Sunday, December 20, 2015
Mental Illness
Yes, mental illness. A heavy subject. I suffer from depression as well as PTSD and OCD. My brother suffers from depression, PTSD, OCD and I'm pretty sure narcissistic personality disorder. He might also be borderline personality disorder or possibly schizophrenic. I'm not sure. I do know that when he gets depressed that nobody loves him, nobody cares, nobody knows what it's like, blah blah blah. This might seem a bit harsh but when he gets on the pitty potty it's all about him. Nobody and nothing else matters. Not his wife, not his sister, not his parents, nobody. He becomes emotionally and verbally abusive to people around him. Back in the day, I used to get these phone calls in the middle of the night, He'd be drunk or overdosed on some of his meds and need me to come get him wherever he was and take him to the hospital. Or sometimes the hospital would call and tell me they had him in the ER unresponsive. That went on for a good ten years. Then he straightened his shit up, finished college, got his masters degree, married a wonderful woman (his 5th) and we all thought he finally had his shit together. And then he took a desk job in Boston. Boy did that screw him up. He's not one of those people who can do a desk job. We knew it was a mistake but he didn't ask us. Basically shit flew apart in Boston and he and his wife ended up in Colorado.

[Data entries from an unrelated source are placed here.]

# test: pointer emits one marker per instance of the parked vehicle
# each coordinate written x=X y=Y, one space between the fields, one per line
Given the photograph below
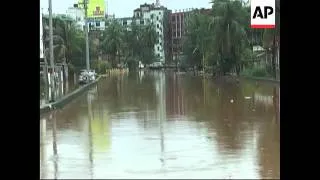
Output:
x=87 y=76
x=156 y=65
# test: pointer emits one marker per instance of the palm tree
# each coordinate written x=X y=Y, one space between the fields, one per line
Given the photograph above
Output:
x=198 y=38
x=229 y=33
x=271 y=40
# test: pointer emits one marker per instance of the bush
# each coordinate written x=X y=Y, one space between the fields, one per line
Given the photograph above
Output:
x=101 y=66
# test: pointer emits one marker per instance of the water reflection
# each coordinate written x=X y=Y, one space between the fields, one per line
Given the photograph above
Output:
x=62 y=88
x=164 y=125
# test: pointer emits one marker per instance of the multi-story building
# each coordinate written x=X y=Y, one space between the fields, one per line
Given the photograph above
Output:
x=159 y=17
x=77 y=15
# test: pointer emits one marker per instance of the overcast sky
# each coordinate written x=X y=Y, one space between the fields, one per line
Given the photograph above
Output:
x=124 y=8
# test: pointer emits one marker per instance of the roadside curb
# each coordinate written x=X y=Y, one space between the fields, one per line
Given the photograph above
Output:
x=67 y=98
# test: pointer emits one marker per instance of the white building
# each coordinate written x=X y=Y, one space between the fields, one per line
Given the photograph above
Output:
x=150 y=13
x=76 y=14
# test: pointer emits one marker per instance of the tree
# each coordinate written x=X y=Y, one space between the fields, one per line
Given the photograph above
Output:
x=230 y=37
x=198 y=39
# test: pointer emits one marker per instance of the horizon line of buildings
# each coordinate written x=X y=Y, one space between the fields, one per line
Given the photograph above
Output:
x=170 y=26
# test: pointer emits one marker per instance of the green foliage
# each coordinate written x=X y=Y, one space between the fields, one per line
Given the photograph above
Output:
x=134 y=43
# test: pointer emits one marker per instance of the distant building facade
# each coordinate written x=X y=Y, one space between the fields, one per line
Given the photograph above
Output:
x=159 y=17
x=179 y=21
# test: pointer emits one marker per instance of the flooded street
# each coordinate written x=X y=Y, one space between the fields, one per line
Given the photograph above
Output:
x=164 y=125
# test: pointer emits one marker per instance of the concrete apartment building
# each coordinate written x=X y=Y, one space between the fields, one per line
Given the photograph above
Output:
x=159 y=17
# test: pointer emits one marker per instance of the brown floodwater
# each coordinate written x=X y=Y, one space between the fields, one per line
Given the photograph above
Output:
x=164 y=125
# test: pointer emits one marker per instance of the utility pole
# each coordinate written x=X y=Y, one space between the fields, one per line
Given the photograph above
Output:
x=51 y=37
x=51 y=48
x=86 y=33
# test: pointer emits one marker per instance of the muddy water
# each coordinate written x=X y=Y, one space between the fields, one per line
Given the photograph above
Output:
x=163 y=125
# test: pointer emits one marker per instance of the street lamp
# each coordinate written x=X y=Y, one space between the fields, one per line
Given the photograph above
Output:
x=85 y=6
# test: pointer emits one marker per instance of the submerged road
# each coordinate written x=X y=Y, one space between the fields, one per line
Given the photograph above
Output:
x=164 y=125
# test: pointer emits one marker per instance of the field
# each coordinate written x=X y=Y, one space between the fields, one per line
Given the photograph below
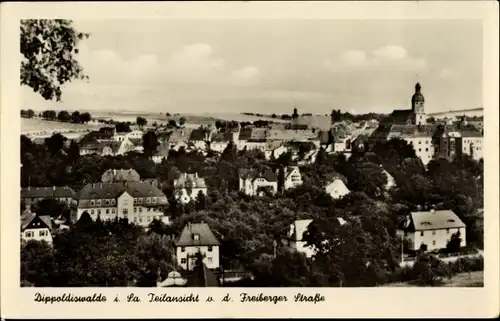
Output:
x=459 y=280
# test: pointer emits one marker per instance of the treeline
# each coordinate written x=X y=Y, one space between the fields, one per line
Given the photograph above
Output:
x=63 y=116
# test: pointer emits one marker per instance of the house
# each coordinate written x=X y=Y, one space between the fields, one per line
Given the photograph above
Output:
x=254 y=183
x=139 y=202
x=202 y=276
x=174 y=279
x=36 y=228
x=161 y=153
x=294 y=240
x=199 y=138
x=221 y=140
x=188 y=186
x=336 y=188
x=32 y=195
x=120 y=175
x=432 y=228
x=197 y=238
x=291 y=177
x=274 y=150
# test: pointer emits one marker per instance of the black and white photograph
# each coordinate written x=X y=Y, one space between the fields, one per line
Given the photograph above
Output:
x=251 y=153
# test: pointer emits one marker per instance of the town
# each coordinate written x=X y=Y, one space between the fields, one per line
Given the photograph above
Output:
x=336 y=200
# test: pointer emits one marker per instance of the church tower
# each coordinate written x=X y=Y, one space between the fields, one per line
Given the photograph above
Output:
x=417 y=107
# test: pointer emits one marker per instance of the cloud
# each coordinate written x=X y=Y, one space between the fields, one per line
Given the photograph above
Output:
x=388 y=57
x=447 y=73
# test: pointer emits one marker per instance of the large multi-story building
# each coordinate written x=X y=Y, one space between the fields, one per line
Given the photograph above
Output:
x=139 y=202
x=31 y=195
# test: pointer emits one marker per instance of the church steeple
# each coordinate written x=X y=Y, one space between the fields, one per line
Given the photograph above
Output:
x=417 y=106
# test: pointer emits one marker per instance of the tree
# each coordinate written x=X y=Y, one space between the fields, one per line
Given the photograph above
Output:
x=122 y=127
x=141 y=121
x=64 y=116
x=51 y=207
x=49 y=47
x=55 y=143
x=150 y=143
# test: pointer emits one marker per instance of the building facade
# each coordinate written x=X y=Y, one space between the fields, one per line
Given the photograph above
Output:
x=197 y=238
x=433 y=229
x=139 y=202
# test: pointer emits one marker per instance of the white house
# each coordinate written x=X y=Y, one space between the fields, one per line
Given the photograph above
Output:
x=433 y=228
x=294 y=240
x=188 y=186
x=36 y=228
x=336 y=188
x=197 y=238
x=139 y=202
x=252 y=183
x=292 y=177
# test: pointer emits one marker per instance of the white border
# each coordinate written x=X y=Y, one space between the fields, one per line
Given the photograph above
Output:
x=343 y=302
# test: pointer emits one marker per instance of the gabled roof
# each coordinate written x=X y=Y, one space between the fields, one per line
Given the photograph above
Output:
x=114 y=190
x=206 y=236
x=202 y=276
x=28 y=217
x=47 y=192
x=193 y=179
x=253 y=175
x=432 y=220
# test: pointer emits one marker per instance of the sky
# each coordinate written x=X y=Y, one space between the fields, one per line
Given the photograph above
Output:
x=272 y=66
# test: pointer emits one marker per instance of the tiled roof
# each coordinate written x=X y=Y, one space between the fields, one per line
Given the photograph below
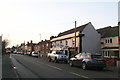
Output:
x=80 y=28
x=108 y=31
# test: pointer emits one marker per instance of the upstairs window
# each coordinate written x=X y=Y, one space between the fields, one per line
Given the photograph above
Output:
x=107 y=41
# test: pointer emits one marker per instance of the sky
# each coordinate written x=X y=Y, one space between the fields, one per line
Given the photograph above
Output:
x=25 y=20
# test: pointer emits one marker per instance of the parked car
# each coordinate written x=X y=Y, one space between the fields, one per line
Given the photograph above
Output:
x=57 y=56
x=34 y=54
x=87 y=60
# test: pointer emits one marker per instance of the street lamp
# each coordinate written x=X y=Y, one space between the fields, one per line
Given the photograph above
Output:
x=75 y=36
x=40 y=36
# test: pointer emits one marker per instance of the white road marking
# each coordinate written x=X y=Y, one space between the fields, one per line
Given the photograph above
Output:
x=49 y=65
x=79 y=75
x=40 y=62
x=54 y=67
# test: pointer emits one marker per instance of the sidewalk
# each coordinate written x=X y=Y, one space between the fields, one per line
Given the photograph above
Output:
x=7 y=67
x=112 y=68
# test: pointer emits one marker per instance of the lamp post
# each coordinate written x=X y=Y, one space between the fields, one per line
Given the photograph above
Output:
x=40 y=37
x=75 y=36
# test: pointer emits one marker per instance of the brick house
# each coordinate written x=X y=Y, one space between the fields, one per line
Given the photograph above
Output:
x=43 y=47
x=87 y=40
x=29 y=46
x=110 y=44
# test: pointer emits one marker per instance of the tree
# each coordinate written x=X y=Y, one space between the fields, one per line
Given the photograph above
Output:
x=5 y=43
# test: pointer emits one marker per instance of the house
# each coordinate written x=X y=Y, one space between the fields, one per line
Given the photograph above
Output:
x=43 y=47
x=80 y=39
x=110 y=44
x=0 y=44
x=29 y=46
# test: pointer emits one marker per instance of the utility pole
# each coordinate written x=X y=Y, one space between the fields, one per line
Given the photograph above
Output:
x=40 y=37
x=75 y=36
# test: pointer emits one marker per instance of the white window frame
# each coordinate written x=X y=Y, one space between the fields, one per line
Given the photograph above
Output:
x=106 y=53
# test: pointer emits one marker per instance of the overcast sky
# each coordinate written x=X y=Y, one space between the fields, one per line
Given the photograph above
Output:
x=24 y=20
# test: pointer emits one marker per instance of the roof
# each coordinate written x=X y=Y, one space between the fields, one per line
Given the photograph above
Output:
x=80 y=28
x=108 y=31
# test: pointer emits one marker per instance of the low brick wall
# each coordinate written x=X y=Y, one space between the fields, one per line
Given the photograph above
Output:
x=111 y=61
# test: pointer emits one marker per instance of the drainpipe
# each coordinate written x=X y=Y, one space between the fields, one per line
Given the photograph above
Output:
x=75 y=37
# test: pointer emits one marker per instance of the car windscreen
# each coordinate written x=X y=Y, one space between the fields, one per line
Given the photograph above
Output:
x=59 y=52
x=96 y=56
x=35 y=53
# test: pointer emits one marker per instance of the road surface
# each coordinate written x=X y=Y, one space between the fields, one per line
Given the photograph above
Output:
x=32 y=67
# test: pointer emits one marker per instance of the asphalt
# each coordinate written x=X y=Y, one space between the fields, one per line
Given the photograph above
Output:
x=8 y=71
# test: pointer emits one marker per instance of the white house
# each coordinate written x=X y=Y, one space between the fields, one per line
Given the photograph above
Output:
x=87 y=40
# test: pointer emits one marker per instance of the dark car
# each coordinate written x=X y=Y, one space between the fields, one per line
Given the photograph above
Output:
x=87 y=60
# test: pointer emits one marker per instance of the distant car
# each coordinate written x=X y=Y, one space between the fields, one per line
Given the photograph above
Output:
x=34 y=54
x=87 y=60
x=57 y=56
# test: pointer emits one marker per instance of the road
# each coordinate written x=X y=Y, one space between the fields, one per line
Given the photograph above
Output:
x=32 y=67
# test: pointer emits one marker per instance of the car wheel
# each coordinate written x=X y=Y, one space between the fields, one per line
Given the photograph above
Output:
x=100 y=68
x=71 y=63
x=56 y=61
x=84 y=66
x=49 y=59
x=66 y=61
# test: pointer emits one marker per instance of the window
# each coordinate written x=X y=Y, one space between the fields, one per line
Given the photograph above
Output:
x=106 y=53
x=66 y=42
x=110 y=40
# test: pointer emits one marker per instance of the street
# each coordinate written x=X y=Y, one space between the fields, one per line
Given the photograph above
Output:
x=32 y=67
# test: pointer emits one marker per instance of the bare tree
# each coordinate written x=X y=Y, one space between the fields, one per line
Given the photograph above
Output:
x=5 y=43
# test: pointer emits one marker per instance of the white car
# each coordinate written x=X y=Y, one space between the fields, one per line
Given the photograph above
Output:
x=34 y=54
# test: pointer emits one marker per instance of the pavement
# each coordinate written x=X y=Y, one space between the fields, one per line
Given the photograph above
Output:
x=110 y=68
x=7 y=68
x=9 y=72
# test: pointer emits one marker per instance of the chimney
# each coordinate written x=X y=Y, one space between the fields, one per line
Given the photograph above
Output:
x=31 y=41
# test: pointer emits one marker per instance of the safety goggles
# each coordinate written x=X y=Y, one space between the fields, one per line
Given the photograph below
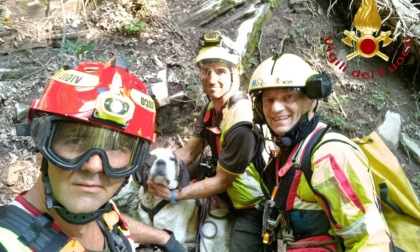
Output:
x=214 y=38
x=68 y=144
x=219 y=71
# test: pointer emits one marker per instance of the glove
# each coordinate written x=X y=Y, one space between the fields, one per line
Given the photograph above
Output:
x=173 y=245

I don't know if he's been drinking again or not but he's started his shit again with the "oh poor me" business. It usually escalates around the holidays. Basically he's putting his wife through hell. It pisses me off. He's ignored mom and dad, he's ignored me, like we've all done something to him. Doesn't seem to have any sense of family obligation. And now he's tearing his wife apart. I'd punch him right in the face. Or kiss him upside the cranium with a baseball bat. (Yes, that was a vague Primus lyrics reference.) It's not fair and not right. He gets his own head so far up his own ass that his brain doesn't get enough air to function. Ok, rant over.